As part of the vision, the church — one of the largest Methodist congregations in eastern Pennsylvania — is emphasizing spiritual formation and disciplines. A "covenant group" is being formed to begin training in spiritual direction, which enables group members to help guide others.

"It's not enough to go to Sunday-school class," Hill said.

The 12th station: Jesus dies on the cross

"Fluid fills his lungs as he suffocates," Eberle said. "He pushes up with all his strength against all three nails, just to breathe. Yet each breath is more shallow."

One woman knelt on the tiled floor.

Earlier, Eberle remembered walking the Via Dolorosa in Jerusalem: "Some people spit on us. Some threw rocks at us.

"... It would be like going to Park City shopping center" to walk the way of the cross.

But such a procession at Park City actually might be effective at reaching younger people, who are increasingly drawn to ancient spirituality.

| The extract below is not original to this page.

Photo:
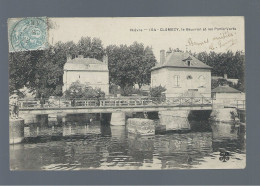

Epperly said the "emerging church movement," primarily among Generation X and the Millennials, "claims the ancient rituals because of their 'sensory nature.' They embody the faith as well as talk about it."

Hempfield, for instance, has placed a candle-covered Communion table at the front of the platform where the praise band and the pastor stand. Baptisms, sometimes done on Sunday afternoons rather than during the morning worship, have been restored to the service, Hill said.

It's an intentional symbolism to connect 21st-century Christians with the most potent sacraments of the faith.

At St. Thomas, by the 14th station — Jesus is laid in the tomb — sniffles were audible as Eberle read the narration.

Finally, worshipers closed Stations with this: "We go now, Lord, to take up your cross and to find your way."